Jump to content

JayGatsby

Member
  • Posts

    686
  • Joined

  • Last visited

Everything posted by JayGatsby

  1. The evolution of these rights in the "West" is actually fairly modern. I don't know much about divorce law, but wikipedia claims that Mississippi, South Dakota and Tennessee don't allow no-fault divorces (side note but this history is actually pretty interesting: https://en.wikipedia.org/wiki/Divorce_in_the_United_States#History) . What seems to us as basic human rights now wasn't seen that way not very long ago. Women weren't given the right to vote in the United States until 1920. The Civil Rights Act wasn't passed until 1964. On the timeline of human history, that was basically yesterday. I haven't been to Syria, but I've been Jordan which is also predominantly Sunni Muslim so I guess that qualifies as "those people". I found it to be one of the most welcoming places I've ever been. I was travelling there as an American Jew coming from Israel and no one seemed bothered by that. I had a long open conversation with a guy roughly my age about culture, religion, women, etc. While there were definitely cultural differences he didn't say anything I found morally problematic.
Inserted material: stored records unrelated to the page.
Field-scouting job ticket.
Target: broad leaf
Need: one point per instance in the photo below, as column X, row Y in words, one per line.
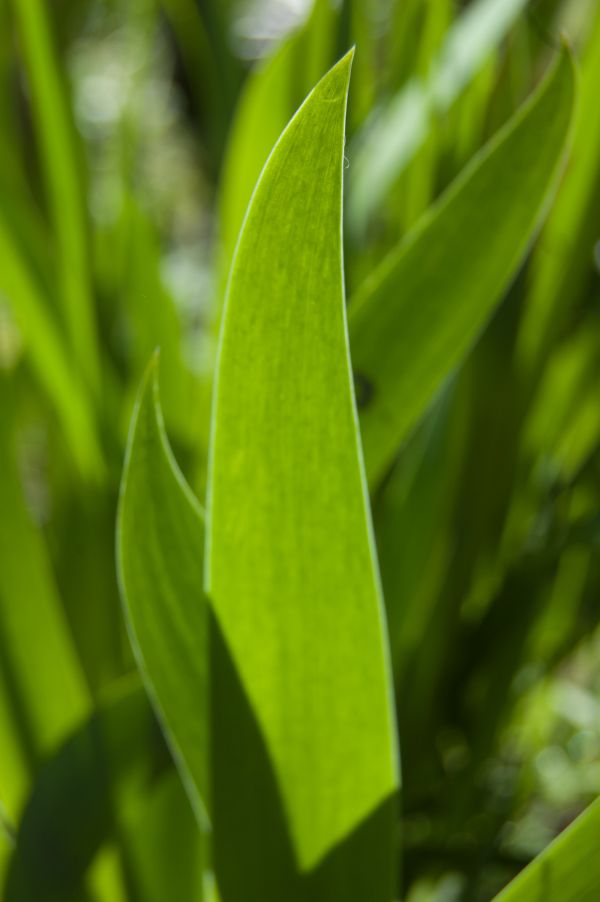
column 567, row 871
column 419, row 313
column 159, row 545
column 291, row 570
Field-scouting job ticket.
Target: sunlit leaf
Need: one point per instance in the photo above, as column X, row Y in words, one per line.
column 397, row 130
column 567, row 871
column 291, row 569
column 160, row 541
column 419, row 313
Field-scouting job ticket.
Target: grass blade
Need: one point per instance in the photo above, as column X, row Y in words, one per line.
column 159, row 547
column 290, row 559
column 61, row 171
column 417, row 316
column 398, row 130
column 567, row 871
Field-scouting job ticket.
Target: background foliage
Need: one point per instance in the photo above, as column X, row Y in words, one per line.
column 132, row 138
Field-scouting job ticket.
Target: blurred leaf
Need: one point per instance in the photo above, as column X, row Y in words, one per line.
column 398, row 129
column 291, row 568
column 115, row 756
column 567, row 871
column 159, row 544
column 164, row 849
column 419, row 313
column 47, row 700
column 564, row 255
column 48, row 356
column 61, row 168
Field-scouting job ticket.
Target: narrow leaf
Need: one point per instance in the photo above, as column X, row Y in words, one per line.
column 417, row 316
column 398, row 129
column 159, row 545
column 567, row 871
column 290, row 559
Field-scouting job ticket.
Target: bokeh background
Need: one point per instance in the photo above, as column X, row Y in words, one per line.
column 131, row 136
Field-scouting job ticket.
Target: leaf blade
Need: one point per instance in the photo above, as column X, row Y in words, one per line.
column 415, row 319
column 160, row 535
column 285, row 480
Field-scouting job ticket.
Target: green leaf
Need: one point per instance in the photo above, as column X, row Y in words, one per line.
column 112, row 760
column 291, row 569
column 420, row 312
column 47, row 353
column 567, row 871
column 39, row 704
column 159, row 545
column 271, row 94
column 64, row 187
column 396, row 131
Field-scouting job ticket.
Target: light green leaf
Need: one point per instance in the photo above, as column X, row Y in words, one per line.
column 39, row 704
column 560, row 266
column 159, row 546
column 419, row 313
column 46, row 350
column 291, row 570
column 567, row 871
column 61, row 171
column 396, row 131
column 271, row 94
column 111, row 761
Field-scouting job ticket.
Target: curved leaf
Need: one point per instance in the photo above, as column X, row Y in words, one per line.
column 159, row 545
column 291, row 570
column 417, row 316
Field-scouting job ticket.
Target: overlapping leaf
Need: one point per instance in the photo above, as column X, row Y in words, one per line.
column 160, row 541
column 418, row 314
column 291, row 569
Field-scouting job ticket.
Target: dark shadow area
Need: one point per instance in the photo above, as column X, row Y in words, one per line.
column 70, row 812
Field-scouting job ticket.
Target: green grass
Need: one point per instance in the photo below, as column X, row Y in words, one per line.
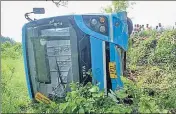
column 153, row 67
column 15, row 95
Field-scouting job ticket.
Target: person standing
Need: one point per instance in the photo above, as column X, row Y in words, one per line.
column 160, row 28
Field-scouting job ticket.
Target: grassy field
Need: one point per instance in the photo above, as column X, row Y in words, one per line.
column 15, row 95
column 151, row 66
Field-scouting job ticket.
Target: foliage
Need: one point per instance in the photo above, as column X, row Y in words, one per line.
column 151, row 61
column 118, row 6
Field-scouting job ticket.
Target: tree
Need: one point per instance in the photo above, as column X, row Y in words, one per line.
column 120, row 5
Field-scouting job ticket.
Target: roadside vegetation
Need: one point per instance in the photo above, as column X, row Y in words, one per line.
column 149, row 84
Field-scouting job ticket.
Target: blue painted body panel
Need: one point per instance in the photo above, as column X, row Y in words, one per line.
column 25, row 60
column 97, row 61
column 119, row 38
column 114, row 57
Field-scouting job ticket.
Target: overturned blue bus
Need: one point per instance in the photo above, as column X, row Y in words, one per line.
column 62, row 49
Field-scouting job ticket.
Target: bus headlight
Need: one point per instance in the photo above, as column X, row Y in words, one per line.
column 102, row 29
column 94, row 21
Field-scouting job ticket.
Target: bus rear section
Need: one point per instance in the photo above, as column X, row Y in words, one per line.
column 60, row 50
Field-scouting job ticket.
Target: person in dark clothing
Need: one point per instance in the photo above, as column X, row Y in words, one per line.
column 130, row 29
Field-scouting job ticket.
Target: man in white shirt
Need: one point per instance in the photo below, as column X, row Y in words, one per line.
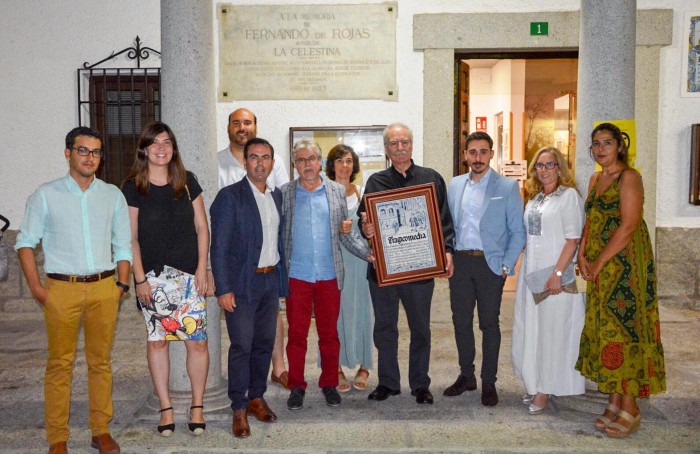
column 242, row 127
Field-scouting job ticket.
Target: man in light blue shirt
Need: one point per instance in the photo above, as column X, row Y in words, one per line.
column 487, row 211
column 83, row 225
column 313, row 210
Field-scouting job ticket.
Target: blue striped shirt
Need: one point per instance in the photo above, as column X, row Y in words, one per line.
column 312, row 255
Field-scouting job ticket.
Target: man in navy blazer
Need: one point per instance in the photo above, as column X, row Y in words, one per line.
column 247, row 260
column 487, row 211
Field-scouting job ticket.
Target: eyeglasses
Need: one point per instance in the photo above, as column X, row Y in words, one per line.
column 549, row 165
column 396, row 143
column 84, row 151
column 303, row 161
column 256, row 158
column 603, row 144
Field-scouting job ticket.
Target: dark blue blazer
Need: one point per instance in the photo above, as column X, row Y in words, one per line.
column 236, row 240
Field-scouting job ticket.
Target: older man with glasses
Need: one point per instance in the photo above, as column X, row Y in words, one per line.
column 314, row 208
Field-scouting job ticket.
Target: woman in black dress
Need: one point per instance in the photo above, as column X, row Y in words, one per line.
column 170, row 242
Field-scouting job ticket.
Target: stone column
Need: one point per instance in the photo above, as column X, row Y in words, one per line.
column 606, row 83
column 188, row 95
column 607, row 38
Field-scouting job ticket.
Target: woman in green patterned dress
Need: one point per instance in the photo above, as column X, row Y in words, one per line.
column 620, row 347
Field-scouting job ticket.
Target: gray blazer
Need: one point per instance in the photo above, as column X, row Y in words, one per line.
column 335, row 192
column 502, row 229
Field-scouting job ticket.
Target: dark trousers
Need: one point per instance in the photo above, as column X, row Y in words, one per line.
column 251, row 328
column 416, row 298
column 474, row 284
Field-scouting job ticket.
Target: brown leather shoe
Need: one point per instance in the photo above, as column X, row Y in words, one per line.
column 259, row 408
column 240, row 428
column 58, row 448
column 105, row 444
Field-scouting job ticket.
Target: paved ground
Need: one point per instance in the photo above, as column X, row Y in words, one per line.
column 461, row 424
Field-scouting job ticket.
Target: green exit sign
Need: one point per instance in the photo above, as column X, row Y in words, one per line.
column 539, row 28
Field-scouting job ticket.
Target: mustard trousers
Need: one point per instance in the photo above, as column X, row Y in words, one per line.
column 95, row 304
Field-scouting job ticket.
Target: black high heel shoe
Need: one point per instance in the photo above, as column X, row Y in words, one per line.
column 167, row 430
column 197, row 428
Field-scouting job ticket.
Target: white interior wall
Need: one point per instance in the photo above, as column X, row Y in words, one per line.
column 44, row 42
column 517, row 105
column 676, row 115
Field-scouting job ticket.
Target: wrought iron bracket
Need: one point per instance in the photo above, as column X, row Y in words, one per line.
column 136, row 52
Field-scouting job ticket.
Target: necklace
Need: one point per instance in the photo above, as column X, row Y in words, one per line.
column 534, row 217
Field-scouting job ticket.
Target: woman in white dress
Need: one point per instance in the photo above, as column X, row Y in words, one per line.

My understanding is the constitution of Syria under Assad guaranteed religious freedom. Assad himself is part of the religious minority. Syria has/had a large Christian population. The difference to me is personally I feel like a lot of Syria's problems are the result of American foreign policy. I think it's pretty uncrontroversial that ISIS gained strength partly due to a vacuum in Iraq. More controvertially, many would argue that America gave Syrian rebels weapons in an effort to weaken Assad and some of those rebels are now ISIS. Regardless of your view, ISIS seems to drive a lot of Humvees and as far as I know there's only one Humvee factory in the world. If we found the people of the region morally repugnant we should have let them be before we launched a crusade to bring them democracy. That water is under the bridge, but now that we are where we are I think we have a responsiblity to help them.
  2. And where do we go to get reliable information for a proper background check? The Syrian government, 1-800-TERROR, or maybe we just call ISIS HR department and ask if they know the single, 25 year-old male who demands to be admitted? That should cover it for sure, really, what could possibly go wrong? You're right that there's really nothing you can do other than ask a lot of questions and see if their story holds together. It's a calculated risk I guess, but it's the right thing to do. The BBC has done a nice job of profiling some of the syrian refugees/immigrants. Based on their work, some percentage less than 100% are terrorists. http://www.bbc.com/news/magazine-34489248 http://www.bbc.co.uk/newsround/34266359 Well said, SmallCap and rkbabang.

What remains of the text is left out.